I was at a student panel discussion with Seattle Pacific University's M.A. for Social and Sustainable Management program. Rob Greenwood and I were discussing Environmental topics. Rob would discuss things at a broad industry, and I would discuss specifics within the data center industry and technology companies.
Part of what Rob expressed which aligns with things I observe as well is that many companies have difficulty showing the business value of sustainable efforts. In data centers with cost of power and cooling systems, improving PUE is a standard. Carbon footprint reporting is also gaining momentum. So the data center industry is different than the overall industry in that it is clearer when the efficiency pays off.
Examples are:
Google has been carbon neutral for 6 years.

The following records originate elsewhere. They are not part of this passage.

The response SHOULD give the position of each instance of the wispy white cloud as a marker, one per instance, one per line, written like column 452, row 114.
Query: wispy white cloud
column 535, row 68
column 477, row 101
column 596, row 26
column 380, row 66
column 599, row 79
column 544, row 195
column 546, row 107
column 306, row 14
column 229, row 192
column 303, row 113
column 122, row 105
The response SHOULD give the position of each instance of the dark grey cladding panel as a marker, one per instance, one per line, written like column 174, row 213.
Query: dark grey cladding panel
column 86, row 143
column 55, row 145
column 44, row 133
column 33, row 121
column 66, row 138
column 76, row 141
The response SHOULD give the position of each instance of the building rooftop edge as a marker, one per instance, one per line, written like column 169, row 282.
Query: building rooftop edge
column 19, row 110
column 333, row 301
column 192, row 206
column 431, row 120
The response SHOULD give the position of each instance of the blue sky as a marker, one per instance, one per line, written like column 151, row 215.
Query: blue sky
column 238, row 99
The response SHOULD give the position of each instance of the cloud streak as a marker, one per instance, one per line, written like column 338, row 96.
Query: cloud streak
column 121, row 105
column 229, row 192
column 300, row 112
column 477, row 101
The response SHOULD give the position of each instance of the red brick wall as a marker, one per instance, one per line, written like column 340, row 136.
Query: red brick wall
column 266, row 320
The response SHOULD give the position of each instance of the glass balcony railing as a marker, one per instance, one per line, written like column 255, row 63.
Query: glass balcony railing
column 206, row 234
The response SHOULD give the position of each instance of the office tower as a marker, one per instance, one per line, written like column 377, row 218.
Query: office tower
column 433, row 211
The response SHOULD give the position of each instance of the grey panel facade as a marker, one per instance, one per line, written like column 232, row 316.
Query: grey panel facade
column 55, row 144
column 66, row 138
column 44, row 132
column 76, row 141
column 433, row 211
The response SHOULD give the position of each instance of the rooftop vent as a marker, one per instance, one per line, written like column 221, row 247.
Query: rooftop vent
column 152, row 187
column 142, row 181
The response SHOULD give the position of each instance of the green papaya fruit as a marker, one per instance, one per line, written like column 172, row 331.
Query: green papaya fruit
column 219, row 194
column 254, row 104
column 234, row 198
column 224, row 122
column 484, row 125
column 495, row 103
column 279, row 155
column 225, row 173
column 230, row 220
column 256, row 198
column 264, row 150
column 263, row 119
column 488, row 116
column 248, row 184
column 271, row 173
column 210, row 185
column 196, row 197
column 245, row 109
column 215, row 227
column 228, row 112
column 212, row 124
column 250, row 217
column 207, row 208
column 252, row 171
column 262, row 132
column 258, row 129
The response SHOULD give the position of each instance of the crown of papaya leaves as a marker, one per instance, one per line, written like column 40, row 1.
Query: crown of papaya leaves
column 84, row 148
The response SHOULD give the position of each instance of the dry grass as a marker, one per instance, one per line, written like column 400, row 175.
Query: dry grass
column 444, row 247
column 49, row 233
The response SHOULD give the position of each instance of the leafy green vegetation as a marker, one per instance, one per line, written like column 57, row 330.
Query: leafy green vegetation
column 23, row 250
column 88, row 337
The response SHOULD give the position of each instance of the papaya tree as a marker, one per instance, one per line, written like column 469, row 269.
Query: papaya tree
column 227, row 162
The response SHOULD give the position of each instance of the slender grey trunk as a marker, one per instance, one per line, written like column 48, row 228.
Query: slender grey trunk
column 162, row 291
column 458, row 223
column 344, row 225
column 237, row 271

Google has been carbon neutral for six years. This means that all of the work we do has a total carbon footprint of zero. This includes serving 100 billion search queries and 6 billion hours of YouTube videos a month, supporting 750 million Chrome users and delivering Google Maps in 194 countries. It also includes efforts such as developing self-driving cars and launching Wi-Fi-enabled balloons into the atmosphere.
Apple has one of the largest solar installations at its data center. And, Greenpeace has friended Facebook for its environmental efforts.
So how about this for a game changer. If users wanted more transparency from Cloud providers and required to know the power and carbon impact of a VM? It is not the standard now. This is easy for Google to say the carbon impact. It is zero. Currently no cloud provider makes this disclosure as they don’t want users to know how much power a VM uses. Why? Let’s say you are in AWS with a small VM. What would you think if your VM power use was 20 watts? 1/12 of a 240 watt server environment. Dual processor 6 core AMD with 1 VM per core. But, are some actually putting 2 VMs per core, and the power may be 10 watts per VM. You can see why no cloud provider wants to tell you how much power the VM uses.